In the case of constraints on labour agency (Coe and Jordhus-Lier 2011), the analysis and the focus is vastly distinct from the understanding of constraints on agency investigated in this dissertation. Coe and Jordhus-Lier’s reference to constrained agency, which appears in the title of their article on geographies of agency, is never actually mentioned in the text of the article itself. The closest is an argument in which they state that “re-embedding the agency of labour does not necessarily lead us to a more constrained understanding of labour agency” (2011:226) in a broader discussion of geographies of labor, not about agency in ways typically employed in linguistic anthropology and related fields.

Beste, meanwhile, discusses constraints on agency in a chapter of her book God and the Victim entitled “The Fragmented Self and Constrained Agency” (Beste 2007:59-83), discussing philosopher and gender theorist Judith Butler’s description and critique of agency wherein agency is not taken “for granted as an a priori guarantee or existential that is constitutive of human life” (2007:64). Beste, while using “constrained agency” as part of a chapter title which focuses on critiques of agency and its seeming a priori nature, never uses the term as a definition, and indeed throughout the chapter, also never repeats the phrase “constrained agency” at all. Instead, she focuses on theoretical views of agency as not being given inherently, creating a theological argument of the limitations of claiming an essentialized “self” as existing prior to a search for freedom.

Beste’s search for an understanding of agency and freedom among trauma victims parallels some of the theoretical claims made in this dissertation with a similar argument, namely that agency should not be seen as a priori but rather as constructed around various struggles faced by individuals within the structures of a system of politics, power, and other external constraints.
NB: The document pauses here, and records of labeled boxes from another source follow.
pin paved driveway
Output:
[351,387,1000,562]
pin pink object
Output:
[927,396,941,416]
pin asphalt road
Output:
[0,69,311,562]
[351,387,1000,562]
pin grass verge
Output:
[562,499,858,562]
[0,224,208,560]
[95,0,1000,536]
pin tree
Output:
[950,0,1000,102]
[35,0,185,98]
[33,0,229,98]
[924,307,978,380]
At the same time, however, this dissertation’s focus on the discursive

constructions that arise as a result of particular social and individual constraints provides a more detailed focus on constraints, and the ability of agents to continue to act around and despite them, at times using them as a tool to construct and create levels of agency that are claimed for themselves in restrictive and sometimes hostile external environments.
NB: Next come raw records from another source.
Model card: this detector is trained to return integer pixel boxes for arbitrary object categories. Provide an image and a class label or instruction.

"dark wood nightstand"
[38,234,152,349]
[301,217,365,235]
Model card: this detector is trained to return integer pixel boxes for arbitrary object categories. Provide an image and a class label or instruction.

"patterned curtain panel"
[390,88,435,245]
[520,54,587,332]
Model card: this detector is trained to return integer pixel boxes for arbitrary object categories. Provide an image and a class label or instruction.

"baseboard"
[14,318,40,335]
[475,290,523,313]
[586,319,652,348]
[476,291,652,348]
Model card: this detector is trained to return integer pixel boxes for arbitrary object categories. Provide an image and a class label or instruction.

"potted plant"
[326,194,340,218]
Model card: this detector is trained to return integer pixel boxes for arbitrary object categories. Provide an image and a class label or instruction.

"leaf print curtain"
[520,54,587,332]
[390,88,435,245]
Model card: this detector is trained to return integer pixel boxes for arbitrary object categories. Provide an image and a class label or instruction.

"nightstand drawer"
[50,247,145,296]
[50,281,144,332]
The analysis presented in the chapters that follow aims to contribute to the theorization of agency by examining and focusing on the constraints on agency seen through the linguistic negotiation of identity and sexuality among two very different groups of men who live a heterosexual lifestyle while simultaneously acknowledging either an attraction toward or desires for other men. For these men, identity, attraction, desire, and sexual action do not neatly align with the ideological expectations made through a heteronormative assumption that having a male identity assumes a masculine presentation and a female object of interest. Instead, it reveals the ways in which a subject’s identity, desires, fantasies, and possible sexual actions can exist in separate spheres and how constraints on each of these are manipulated, negotiated, explored, and defined to construct levels of agency. These constructions are crucially subject to complex individual, social, cultural, and institutional barriers that often work together, leading to a nuanced and complicated sexuality and identity presentation, as demonstrated in my analysis of the individuals discussed in the chapters to follow.